Koorma vegetable curry

6 servings

Ingredients

Quantity Ingredient
2 tablespoons Margarine
1 Hopped onion
4 eaches Garlic cloves
14 ounces Can plum tom w liquid, chop
4 ounces Can mild chiles drained chop
1 teaspoon Grated ginger, salt, cumin
1 teaspoon Coriander, dry mustard
½ teaspoon Turmeric, nutmeg, cinnamon
2 eaches Potatoes, peeled and diced
3 cups Bite sized cauliflower
2 eaches Large carrots
3 tablespoons Chopped fresh cilantro
2 cups String beans, 1 in. pieces
1 cup Plain low fat yogurt

Directions

Heat margarine in wok. Add onion saute until translucent. Add garlic continue until onion golden.

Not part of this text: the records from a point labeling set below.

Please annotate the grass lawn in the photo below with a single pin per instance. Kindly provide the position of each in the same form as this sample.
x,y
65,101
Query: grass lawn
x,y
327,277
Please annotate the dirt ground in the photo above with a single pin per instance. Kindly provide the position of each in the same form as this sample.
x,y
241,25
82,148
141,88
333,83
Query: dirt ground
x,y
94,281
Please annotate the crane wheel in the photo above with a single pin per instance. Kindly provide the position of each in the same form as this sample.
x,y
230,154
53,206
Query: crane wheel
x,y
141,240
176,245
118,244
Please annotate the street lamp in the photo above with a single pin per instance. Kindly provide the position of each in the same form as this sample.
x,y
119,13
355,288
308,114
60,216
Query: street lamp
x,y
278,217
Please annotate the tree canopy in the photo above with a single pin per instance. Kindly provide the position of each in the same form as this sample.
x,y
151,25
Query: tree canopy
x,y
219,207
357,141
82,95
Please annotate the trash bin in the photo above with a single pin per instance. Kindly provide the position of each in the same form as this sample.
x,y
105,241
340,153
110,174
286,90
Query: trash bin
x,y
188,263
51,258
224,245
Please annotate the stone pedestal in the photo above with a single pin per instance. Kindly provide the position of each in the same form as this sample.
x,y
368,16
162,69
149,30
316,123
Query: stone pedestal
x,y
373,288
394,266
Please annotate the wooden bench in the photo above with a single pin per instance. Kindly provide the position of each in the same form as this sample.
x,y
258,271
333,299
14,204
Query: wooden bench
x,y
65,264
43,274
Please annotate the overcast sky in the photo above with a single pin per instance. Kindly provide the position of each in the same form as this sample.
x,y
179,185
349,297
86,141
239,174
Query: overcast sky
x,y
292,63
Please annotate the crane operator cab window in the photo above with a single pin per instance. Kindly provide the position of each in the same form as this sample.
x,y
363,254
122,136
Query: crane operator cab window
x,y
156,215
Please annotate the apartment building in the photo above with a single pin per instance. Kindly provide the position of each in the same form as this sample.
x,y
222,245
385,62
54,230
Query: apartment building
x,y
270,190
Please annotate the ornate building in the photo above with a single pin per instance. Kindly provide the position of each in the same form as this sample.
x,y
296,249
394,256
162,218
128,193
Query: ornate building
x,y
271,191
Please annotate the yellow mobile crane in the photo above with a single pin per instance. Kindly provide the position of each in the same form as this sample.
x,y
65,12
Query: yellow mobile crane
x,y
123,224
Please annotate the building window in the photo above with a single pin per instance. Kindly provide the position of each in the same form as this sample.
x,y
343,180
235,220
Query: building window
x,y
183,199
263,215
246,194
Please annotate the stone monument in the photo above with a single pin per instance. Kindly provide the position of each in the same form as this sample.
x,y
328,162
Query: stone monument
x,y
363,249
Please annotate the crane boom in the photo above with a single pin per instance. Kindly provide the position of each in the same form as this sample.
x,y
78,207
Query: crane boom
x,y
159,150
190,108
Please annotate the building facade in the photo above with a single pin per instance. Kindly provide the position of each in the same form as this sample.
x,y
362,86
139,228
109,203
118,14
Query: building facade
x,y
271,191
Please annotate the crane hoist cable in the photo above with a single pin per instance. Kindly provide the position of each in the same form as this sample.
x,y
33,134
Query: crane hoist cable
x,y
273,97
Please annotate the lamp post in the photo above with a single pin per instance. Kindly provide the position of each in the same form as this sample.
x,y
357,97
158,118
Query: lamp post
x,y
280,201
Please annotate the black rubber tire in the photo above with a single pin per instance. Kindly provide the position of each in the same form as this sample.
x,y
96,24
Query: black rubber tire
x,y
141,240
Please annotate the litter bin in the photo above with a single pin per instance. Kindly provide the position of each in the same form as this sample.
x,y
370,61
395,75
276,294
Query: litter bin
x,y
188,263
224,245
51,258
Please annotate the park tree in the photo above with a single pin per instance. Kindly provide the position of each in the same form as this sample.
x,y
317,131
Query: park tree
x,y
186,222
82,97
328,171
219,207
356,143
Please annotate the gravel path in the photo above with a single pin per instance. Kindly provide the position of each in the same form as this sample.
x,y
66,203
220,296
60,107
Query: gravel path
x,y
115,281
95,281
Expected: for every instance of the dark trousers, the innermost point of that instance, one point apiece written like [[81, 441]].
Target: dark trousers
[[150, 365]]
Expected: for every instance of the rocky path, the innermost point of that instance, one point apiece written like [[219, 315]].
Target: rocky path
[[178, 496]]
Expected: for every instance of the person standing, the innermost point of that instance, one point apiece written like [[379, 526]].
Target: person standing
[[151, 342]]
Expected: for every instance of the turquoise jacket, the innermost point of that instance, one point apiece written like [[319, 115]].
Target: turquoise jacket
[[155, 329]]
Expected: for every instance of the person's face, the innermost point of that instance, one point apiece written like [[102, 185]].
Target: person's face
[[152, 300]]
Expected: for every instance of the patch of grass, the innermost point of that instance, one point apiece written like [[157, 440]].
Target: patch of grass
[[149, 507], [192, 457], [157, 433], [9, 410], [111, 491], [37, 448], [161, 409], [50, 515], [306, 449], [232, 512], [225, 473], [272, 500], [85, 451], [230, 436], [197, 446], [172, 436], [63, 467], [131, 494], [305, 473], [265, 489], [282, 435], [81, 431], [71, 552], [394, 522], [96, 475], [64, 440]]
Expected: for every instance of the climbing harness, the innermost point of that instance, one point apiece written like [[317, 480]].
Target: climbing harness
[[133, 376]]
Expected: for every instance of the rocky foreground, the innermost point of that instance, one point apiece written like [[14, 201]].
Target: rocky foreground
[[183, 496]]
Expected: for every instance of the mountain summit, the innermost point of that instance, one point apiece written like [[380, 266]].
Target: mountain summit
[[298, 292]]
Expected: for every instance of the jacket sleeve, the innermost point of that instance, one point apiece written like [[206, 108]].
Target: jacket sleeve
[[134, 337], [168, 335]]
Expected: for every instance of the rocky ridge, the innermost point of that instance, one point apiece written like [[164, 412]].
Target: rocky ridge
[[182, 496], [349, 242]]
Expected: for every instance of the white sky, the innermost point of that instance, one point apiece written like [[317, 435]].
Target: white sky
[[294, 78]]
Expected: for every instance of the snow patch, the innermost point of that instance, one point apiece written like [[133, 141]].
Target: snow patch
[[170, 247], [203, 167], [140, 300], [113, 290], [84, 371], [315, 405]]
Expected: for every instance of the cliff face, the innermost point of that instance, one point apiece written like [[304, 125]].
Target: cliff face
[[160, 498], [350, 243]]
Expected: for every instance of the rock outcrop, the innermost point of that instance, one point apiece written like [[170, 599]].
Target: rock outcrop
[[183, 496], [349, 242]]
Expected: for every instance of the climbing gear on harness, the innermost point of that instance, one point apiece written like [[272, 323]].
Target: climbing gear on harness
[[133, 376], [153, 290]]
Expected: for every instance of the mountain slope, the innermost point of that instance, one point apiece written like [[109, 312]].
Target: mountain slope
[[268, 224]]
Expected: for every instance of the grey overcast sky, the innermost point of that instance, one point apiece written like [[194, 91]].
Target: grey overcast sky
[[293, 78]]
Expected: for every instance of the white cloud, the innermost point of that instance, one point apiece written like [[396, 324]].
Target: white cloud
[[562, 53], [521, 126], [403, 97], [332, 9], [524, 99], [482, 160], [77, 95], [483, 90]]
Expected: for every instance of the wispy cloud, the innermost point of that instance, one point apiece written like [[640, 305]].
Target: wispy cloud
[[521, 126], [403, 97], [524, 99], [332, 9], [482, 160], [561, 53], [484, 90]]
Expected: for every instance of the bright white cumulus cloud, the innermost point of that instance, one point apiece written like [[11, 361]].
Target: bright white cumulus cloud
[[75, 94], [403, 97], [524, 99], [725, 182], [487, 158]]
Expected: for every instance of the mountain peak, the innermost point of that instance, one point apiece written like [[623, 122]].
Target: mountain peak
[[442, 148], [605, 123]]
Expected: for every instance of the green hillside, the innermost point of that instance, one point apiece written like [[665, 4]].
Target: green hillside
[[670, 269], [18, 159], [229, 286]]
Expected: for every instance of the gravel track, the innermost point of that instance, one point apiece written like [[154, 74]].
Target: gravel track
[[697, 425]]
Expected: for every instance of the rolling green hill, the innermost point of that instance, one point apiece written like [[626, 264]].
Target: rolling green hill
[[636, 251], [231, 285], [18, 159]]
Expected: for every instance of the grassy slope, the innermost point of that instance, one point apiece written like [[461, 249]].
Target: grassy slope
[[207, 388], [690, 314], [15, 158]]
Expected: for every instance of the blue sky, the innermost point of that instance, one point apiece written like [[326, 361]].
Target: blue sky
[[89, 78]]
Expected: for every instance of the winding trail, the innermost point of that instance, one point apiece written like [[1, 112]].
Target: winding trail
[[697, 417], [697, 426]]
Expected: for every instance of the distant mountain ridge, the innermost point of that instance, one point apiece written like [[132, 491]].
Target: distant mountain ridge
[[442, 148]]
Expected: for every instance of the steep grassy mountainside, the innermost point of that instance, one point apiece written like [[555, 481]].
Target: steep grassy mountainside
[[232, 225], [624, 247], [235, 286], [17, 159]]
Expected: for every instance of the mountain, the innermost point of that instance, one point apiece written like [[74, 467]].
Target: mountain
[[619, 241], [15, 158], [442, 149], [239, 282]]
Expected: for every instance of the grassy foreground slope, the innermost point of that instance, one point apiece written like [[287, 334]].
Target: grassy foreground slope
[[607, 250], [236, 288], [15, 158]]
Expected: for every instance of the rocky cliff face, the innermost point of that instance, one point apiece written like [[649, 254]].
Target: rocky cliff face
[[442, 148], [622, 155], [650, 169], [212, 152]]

Add tomatoes, chiles, ginger, salt and spices. Bring to a simmer, then stir in potatoes, cauliflower, and carrots. Cover and simmer over medium-low heat for 10 min., stirring occasionally, then stir in the cilantro. Simmer for another 20 min over low heat, until vegetables and tender but firm. While cooking, there should be enough liquid to form a sauce; if needed add additional water, but not so much that becomes soupy.Steam string beans separately until bright green and crisp tender. Stir into vegetable mixture. Remove from heat and stir in yogurt. Serve at once.